After eight years of working tirelessly to ensure that nobody ever forgets what her family looks like for one split second, it’s finally time for Kris Jenner to shine. Four sisters!
For one brief episode in the sun, the focus shifted to Kris’ short-lived (already cancelled, like you’re surprised) daytime talk show hellscape, the aptly named Kris. She’s over the moon about her new gig, which she repeatedly tells the camera is her ultimate dream come true.
Her best friend Kathy Lee Gifford (!!) is on deck to dole out advice on the day of the first episode. But where she’s lacking support is in the family department. They’re all happy for her, of course, but everyone is treating her with mild boredom and bemusement. “Aw, cute show. That’s nice, mom” kind of stuff. Kourtney and Scott admit at dinner that they don’t even watch the program, which seems a bit much. Sure, Kris is The Worst, but she’s also Kourtney’s mother; they (and the rest of the family) need to at least pretend like they care.
While Kris is busy being an 80s businesswoman, Bruce plans a family roadtrip to the desert in an RV. The fun family members are all on board to go: Brandon, Leah, Kendall, Kylie, Khloe and Rob. Khloe is psyched to go because she needs a distraction from her problems at home. She’s also got something planned – since she and her siblings are obsessed with alien abductions, they’re going to hijack the roadtrip from Bruce and take the RV to Area 51.
The roadtrip is normal family fodder with a Kardashian twist. Normal families might take a fun trip to Area 51 to check out hokey alien rumors and see the place for themselves. The Kardashian-Jenner version of this trip involves hiring a man named Travis Walton, who was literally abducted by aliens in the 70s, to take them to the spot for a more personal experience. The whole gang is enthralled by his tale, save for Bruce, who is still being a baby about his camping trip being changed.
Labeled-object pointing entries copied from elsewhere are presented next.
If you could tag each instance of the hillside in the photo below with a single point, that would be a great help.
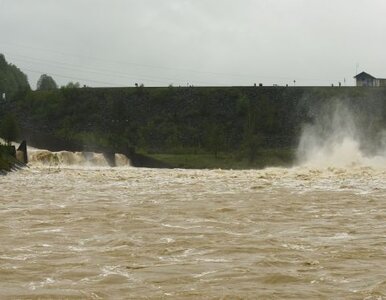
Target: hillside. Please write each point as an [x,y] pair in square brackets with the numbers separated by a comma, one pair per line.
[232,127]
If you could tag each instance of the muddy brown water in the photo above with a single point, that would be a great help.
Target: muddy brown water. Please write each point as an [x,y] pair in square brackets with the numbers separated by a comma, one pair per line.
[81,232]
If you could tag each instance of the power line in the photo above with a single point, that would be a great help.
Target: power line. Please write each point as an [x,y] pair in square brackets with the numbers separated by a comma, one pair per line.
[252,76]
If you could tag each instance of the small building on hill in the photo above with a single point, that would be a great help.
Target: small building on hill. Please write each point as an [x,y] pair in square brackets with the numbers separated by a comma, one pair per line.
[365,79]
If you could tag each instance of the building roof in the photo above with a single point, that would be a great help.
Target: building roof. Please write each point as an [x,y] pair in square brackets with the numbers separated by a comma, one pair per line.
[364,75]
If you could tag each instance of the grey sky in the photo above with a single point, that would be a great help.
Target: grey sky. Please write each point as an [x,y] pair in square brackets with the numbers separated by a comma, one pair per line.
[200,42]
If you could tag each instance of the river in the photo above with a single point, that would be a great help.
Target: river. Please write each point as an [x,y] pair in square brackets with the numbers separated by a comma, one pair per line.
[94,232]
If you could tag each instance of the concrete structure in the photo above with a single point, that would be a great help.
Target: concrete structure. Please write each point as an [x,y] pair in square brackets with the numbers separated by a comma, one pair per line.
[365,79]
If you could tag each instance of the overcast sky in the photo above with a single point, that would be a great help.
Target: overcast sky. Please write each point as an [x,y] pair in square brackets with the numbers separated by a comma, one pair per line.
[196,42]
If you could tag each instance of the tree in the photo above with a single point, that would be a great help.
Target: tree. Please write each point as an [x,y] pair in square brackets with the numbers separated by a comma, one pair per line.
[9,129]
[46,83]
[72,85]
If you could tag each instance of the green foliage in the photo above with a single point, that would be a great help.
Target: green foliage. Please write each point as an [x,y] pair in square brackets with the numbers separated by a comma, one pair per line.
[46,83]
[9,129]
[72,85]
[12,80]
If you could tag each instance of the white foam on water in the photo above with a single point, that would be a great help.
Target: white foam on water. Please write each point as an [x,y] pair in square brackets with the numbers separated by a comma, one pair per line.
[334,140]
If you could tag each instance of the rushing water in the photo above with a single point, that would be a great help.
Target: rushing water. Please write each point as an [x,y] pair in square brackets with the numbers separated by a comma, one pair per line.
[73,231]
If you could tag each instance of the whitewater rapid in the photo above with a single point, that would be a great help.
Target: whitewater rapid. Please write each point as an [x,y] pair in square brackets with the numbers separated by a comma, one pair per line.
[95,232]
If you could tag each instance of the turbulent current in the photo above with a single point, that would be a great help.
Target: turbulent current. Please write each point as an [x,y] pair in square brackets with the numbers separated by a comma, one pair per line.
[71,229]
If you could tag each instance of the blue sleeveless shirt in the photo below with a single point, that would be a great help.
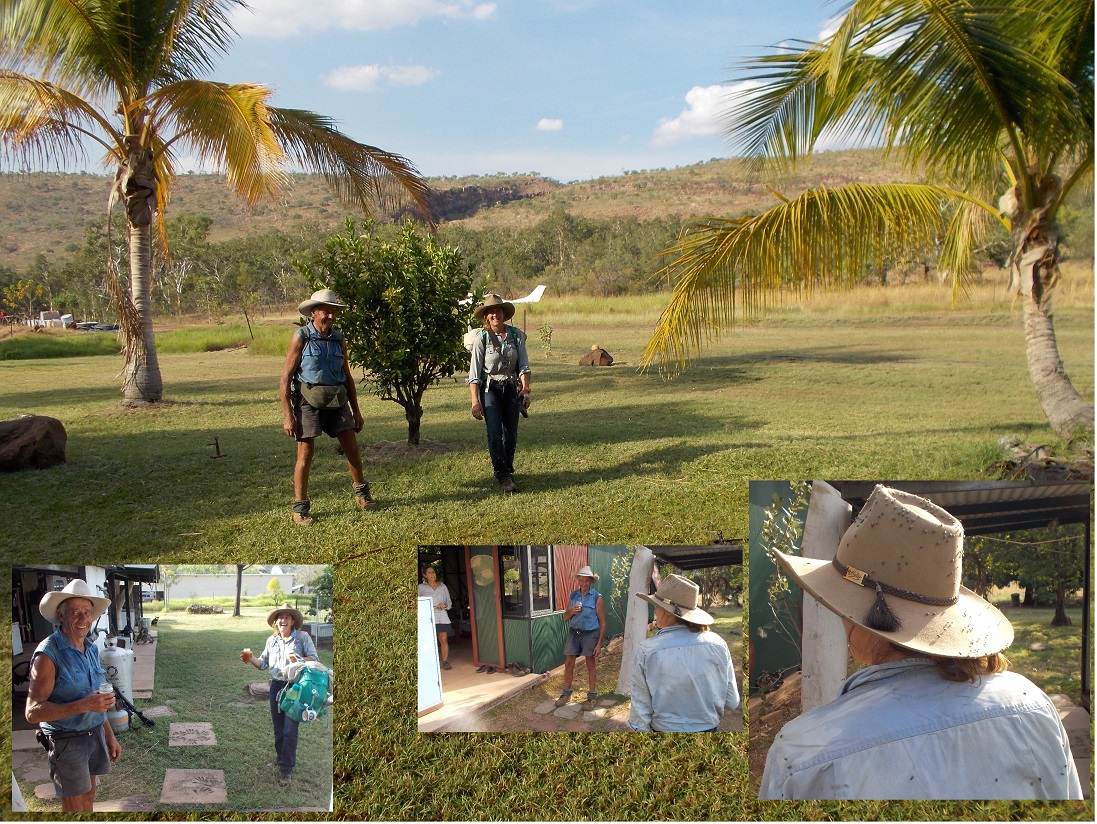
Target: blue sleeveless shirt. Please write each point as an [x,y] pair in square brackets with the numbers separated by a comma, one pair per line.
[587,619]
[321,360]
[78,674]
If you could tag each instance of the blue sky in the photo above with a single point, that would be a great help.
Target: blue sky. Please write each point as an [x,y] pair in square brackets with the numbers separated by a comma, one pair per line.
[573,89]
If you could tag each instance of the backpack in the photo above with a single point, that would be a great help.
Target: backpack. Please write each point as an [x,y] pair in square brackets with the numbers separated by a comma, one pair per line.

It’s extra sad when Walton reveals that Bruce is his hero, and he was looking forward to meeting him. Bruce, this man has been abducted by aliens and he’s excited about meeting you. Buck up. The rest of the trip is loads of fun, albeit (real) alien-free, but Khloe is getting weighed down by a big burden back in LA.
Lamar calls Khloe constantly while she’s away, but she feels that if she ignores him, he won’t have anyone else. Still, it’s a bit much and she rightfully declines a couple calls. Then he calls Bruce – to check if Khloe’s actually with him on the trip. Wow, dude. The group is visibly uncomfortable about this call, and Khloe looks like she’s about to burst into tears.
As they’re driving home, Khloe gets another call – this time from her assistant – saying that Lamar wasn’t at the house that morning, and is no longer answering his phone. Khloe casually, and wearily, remarks that this isn’t the first time that it’s happened. For her sake, the family shrugs it off, but they’re all reeling.
In happier news, Kim heard about Kris’ hurt feelings (since they live in the same house) and decided to give her mother’s show her official stamp of support. Despite being self-conscious and uncomfortable post-pregnancy, Kim records a video to play on Kris. It’s very sweet, but it’s also kind of hilarious that Kris mentions it about eighth on her list of nice things that her family wound up doing for her to support her show during its run. It’s the thought that counts, Kimmy.
Again, with the not-so-subtle mentions of drug addicts who aren’t Lamar but might as well be. This time it was Kendall and Khloe talking about Cory Monteith’s death, and we got to hear Bruce’s thoughts about addicts being horrible selfish people who need to take responsibility for their choices. What a convenient conversation to have with Khloe!
Man, Kris did not go down well, did it? In what – 10ish episodes – she had Khloe co-host twice, Scott co-host once, Kanye on as a guest, Kim do the video message, Bruce as a guest and Kendall and Kylie for a fashion segment. That’s rough.